Coatto, coattissimo, una via di mezzo fra il Piotta del Supercafone e il peggior Gianfranco Funari: banditesco, precario come un raider di Glovo ed irresistibilmente cialtrone. In altre parole, simpatico, un soffio di vitalità e di braveria nel panorama asfittico ed untuoso della nostra imprenditoria smandrappata, che da sempre privatizza i guadagni e collettivizza le perdite. Oggi, però, tutti puntano il dito contro il bancarottiere Ferrero, il malefico Viperetta, arrestato e messo alla gogna non tanto per il suo vizio di acquistare di tutto e di più senza avere il becco di un quattrino, ma essenzialmente per averlo fatto senza massonerie o consorterie alle spalle né protezioni politiche di rilievo, basandosi solo sulla propria spregiudicatezza di borgataro che è cresciuto in strada, ne conosce le malizie e soprattutto ha patito la fame peggiore, quella che non si può più togliere perché è la fame del giorno prima.

Ferrero sembra uscito da Febbre da Cavallo, te lo immagini sorridente nel cartellone accanto al Mandrake ed al Pomata, cioè accanto a Proietti e Montesano, e quando ne ascolti i discorsi sgrammaticati e surreali, i nomi storpiati per incapacità di usare altro idioma che non sia il romanesco, comprendi perché Maurizio Crozza lo abbia sempre amato così tanto, fino al punto di trattarlo meglio di molti altri suoi personaggi.

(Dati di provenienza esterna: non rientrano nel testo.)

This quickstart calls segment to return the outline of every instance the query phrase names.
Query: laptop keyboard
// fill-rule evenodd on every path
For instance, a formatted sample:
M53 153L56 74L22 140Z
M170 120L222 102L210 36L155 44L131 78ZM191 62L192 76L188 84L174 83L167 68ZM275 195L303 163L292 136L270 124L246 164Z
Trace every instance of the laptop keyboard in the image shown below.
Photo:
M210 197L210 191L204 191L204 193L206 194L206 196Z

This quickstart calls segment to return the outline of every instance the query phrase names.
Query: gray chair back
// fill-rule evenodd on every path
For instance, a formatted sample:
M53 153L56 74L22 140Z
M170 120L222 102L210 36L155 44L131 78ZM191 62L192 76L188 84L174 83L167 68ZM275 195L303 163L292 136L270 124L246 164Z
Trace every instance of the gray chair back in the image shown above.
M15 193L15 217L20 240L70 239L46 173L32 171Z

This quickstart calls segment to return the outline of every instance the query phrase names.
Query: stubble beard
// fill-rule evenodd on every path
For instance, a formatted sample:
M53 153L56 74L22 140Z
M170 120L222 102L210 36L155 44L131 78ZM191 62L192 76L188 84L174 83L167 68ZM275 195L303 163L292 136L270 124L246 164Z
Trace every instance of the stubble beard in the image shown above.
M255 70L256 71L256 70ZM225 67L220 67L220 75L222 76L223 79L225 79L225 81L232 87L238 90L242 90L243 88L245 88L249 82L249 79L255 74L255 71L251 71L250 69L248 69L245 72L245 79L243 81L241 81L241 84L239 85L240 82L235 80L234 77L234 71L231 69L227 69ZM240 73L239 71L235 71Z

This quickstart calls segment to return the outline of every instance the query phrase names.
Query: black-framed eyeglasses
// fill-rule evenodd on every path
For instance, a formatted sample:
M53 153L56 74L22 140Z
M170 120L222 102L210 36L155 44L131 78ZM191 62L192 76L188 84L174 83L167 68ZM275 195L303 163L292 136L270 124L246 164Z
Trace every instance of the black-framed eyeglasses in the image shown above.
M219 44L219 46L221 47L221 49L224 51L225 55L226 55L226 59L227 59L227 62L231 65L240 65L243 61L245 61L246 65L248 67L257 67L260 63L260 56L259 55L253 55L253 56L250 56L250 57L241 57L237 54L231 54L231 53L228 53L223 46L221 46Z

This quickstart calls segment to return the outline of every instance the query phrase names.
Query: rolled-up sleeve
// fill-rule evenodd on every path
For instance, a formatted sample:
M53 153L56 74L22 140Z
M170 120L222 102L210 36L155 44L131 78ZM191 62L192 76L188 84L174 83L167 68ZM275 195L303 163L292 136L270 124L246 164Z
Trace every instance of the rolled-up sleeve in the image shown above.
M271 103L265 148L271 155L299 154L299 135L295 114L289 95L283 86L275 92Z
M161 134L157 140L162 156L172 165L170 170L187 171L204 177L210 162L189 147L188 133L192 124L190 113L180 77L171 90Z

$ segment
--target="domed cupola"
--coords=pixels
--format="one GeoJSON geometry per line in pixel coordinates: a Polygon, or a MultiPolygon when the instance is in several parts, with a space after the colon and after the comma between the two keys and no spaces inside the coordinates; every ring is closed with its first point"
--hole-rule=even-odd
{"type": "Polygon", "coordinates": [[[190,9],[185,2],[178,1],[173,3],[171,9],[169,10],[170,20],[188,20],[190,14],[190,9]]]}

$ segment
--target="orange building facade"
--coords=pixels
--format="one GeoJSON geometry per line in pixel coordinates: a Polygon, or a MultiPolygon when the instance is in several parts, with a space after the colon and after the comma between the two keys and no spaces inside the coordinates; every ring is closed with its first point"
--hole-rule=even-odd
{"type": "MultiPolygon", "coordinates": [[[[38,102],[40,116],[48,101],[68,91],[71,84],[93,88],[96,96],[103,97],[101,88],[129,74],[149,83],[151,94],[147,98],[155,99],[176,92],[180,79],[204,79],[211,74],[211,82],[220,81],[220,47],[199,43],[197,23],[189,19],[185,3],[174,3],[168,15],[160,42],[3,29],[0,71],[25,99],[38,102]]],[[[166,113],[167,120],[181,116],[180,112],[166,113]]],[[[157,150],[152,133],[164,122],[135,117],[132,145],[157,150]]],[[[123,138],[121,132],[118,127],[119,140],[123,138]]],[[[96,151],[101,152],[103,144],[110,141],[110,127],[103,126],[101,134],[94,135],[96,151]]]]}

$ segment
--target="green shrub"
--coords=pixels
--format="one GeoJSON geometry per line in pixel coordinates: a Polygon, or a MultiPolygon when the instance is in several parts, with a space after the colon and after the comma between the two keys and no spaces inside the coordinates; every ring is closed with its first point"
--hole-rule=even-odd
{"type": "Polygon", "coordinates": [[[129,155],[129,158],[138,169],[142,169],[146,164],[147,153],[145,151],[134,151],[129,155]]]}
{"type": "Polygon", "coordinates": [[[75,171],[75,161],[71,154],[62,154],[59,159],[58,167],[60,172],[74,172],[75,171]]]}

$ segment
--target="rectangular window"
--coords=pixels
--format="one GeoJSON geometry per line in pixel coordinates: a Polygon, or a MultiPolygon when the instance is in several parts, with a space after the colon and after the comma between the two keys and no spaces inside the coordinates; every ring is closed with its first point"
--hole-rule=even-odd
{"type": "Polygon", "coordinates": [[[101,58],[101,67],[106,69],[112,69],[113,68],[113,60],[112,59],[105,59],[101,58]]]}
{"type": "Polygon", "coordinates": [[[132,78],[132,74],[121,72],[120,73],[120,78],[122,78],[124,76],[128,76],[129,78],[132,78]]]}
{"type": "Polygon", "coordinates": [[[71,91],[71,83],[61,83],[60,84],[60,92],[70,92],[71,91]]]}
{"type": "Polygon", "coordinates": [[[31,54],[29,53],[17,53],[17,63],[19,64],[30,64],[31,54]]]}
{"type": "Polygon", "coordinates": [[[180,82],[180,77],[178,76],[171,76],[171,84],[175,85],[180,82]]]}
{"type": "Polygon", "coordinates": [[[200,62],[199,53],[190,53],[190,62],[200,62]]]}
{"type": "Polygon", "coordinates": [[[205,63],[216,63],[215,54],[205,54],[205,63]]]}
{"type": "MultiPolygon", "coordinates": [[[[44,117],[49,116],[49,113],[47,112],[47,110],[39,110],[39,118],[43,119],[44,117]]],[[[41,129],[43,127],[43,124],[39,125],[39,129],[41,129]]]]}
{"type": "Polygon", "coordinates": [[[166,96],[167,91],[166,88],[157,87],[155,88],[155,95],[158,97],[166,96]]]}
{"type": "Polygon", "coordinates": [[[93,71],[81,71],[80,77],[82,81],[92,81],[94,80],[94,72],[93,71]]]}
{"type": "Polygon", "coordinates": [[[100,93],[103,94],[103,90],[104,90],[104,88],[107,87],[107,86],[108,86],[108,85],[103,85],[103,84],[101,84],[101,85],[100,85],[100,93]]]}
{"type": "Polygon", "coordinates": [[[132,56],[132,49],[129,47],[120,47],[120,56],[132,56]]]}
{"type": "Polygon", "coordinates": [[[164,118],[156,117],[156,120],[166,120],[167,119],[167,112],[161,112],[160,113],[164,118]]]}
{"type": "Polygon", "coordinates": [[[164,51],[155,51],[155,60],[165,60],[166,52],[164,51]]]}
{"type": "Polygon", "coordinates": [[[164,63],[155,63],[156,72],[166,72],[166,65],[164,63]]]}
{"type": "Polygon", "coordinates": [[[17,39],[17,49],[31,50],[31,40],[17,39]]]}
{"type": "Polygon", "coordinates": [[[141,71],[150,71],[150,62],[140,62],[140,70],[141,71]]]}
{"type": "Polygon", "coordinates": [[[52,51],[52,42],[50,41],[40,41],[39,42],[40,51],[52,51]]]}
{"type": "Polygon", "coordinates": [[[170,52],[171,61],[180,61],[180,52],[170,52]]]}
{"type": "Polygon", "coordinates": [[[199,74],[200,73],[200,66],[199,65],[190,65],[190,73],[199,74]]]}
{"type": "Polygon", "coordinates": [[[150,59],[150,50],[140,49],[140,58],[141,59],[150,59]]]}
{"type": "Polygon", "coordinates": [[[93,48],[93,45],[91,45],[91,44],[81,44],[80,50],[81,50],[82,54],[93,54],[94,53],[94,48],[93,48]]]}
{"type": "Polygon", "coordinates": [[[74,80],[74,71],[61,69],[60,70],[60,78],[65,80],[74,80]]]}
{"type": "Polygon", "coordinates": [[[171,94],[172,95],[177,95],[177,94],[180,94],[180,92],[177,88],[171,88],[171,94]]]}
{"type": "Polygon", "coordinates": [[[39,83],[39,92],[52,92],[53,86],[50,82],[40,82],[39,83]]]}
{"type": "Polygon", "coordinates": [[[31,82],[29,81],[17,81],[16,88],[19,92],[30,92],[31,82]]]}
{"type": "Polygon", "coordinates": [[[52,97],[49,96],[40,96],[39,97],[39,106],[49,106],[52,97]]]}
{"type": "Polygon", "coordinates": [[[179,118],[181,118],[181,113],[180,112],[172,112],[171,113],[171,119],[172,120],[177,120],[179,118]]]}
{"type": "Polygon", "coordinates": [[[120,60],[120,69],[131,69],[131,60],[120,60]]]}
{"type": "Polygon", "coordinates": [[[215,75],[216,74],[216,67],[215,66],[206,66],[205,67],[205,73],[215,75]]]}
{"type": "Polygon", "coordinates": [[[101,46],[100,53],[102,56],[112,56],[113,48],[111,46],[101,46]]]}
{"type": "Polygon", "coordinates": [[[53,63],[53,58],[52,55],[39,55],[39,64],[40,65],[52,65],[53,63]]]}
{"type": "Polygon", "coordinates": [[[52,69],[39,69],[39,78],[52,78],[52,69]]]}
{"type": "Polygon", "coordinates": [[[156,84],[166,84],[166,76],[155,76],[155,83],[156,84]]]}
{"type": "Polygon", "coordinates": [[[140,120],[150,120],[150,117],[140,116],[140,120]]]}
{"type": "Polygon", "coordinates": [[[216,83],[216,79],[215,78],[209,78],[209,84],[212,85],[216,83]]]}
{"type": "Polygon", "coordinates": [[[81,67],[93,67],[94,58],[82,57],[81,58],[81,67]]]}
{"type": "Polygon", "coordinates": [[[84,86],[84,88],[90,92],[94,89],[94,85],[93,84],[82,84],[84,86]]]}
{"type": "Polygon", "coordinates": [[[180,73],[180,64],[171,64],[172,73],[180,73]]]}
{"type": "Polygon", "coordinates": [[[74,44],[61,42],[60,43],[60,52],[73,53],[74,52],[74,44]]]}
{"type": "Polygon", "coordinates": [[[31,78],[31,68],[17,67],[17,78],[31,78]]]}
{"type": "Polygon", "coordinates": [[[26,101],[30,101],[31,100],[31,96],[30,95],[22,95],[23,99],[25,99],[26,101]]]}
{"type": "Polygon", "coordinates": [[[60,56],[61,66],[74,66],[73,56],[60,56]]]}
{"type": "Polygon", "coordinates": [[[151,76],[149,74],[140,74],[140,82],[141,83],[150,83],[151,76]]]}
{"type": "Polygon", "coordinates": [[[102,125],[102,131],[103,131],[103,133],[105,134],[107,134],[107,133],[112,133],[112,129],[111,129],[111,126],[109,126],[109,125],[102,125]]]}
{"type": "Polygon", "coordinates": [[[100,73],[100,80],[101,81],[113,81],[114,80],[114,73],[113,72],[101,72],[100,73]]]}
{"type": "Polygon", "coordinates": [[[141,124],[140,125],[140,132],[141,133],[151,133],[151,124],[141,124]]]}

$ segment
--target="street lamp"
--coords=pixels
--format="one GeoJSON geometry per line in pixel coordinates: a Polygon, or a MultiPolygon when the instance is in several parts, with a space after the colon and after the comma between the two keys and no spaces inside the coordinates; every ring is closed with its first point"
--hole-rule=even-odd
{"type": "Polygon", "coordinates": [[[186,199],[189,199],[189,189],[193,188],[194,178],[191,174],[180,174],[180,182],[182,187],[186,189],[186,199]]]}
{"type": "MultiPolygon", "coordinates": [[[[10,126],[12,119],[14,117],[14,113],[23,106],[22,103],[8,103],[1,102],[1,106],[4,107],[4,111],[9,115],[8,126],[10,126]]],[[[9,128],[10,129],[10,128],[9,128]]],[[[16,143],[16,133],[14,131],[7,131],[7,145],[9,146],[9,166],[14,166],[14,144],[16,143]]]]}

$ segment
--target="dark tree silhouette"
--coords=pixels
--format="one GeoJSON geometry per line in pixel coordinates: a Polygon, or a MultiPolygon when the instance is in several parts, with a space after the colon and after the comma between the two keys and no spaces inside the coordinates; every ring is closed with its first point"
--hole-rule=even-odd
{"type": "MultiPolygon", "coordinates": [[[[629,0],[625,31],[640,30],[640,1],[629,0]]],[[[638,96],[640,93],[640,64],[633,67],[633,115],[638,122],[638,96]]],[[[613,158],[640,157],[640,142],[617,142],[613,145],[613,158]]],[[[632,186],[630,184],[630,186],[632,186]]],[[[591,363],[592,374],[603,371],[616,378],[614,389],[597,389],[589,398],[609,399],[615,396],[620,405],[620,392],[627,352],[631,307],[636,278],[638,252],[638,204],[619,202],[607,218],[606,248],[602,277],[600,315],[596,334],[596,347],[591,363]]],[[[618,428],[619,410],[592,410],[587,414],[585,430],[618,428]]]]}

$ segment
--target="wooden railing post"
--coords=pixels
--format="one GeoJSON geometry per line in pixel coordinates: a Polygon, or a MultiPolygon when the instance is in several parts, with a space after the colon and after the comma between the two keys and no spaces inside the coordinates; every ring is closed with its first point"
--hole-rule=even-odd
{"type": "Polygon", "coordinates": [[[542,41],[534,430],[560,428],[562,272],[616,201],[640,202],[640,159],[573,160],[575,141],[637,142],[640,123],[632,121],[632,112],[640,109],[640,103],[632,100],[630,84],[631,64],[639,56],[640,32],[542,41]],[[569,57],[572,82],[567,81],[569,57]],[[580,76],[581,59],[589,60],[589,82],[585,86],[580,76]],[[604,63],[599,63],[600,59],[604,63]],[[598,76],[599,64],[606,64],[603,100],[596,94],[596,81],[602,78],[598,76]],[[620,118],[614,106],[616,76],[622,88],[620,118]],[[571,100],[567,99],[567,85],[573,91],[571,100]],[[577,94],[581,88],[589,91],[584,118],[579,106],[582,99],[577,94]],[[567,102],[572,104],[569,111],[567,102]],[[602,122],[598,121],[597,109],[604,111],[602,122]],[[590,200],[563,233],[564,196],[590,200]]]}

Al di là di questo, tuttavia, c’è un motivo più profondo che gioca a favore di Ferrero: egli, alla fine, non è peggiore di altri, dal momento che la sua parabola è stata funzionale ad un sistema (il calcio professionistico) dove prosperano uomini capaci di tutto ed altri capaci di tutto il resto.
E quanti capitani d’industria in giacca e cravatta si sono poi rivelati bancarottieri provetti? Non pochi, certo, anche se per la maggior parte dei casi l’abito gessato ed i congiuntivi al posto giusto sono serviti a far scivolare nell’anonimato fior di mascalzoni con l’erre moscia ed il Ferrari intestato alla zia ottantenne. Eh, siamo onesti, mica tutti fanno lo show allo stadio con la bandiera avvolta come una kefiah intorno alla capoccia!
Ecco perché alla fine, a me dispiace che abbiano sgamato il buon Viperetta: in fondo, fra tanti corsari allevati dal jet set, un morto di fame che ce l’aveva fatta ci stava pure bene e nessuno venga a dirmi che le mandrakate fatte da un borgataro sono per qualche ragione più riprovevoli ed illecite di quelle dei colletti bianchi, perché sarebbe come offendere la legge, l’intelligenza e l’onestà intellettuale.
Quindi, se è giusto che alla fine si siano bevuti Ferrero (e pure col cannuccione, come si dice a Roma), non è giusto che l’ipocrisia collettiva di questo nostro Paese, puritano e perbenista ma solo in pubblico, ne faccia l’emblema del malaffare e della disonestà: il Viperetta è solo uno dei tanti, ma almeno ha la simpatia e la lealtà per non pretendere di fingersi diverso da ciò che è sempre stato.
Per questo, caro Ferrero, ti stringo la mano: in fondo, al posto tuo molti avrebbero fatto molto peggio di te.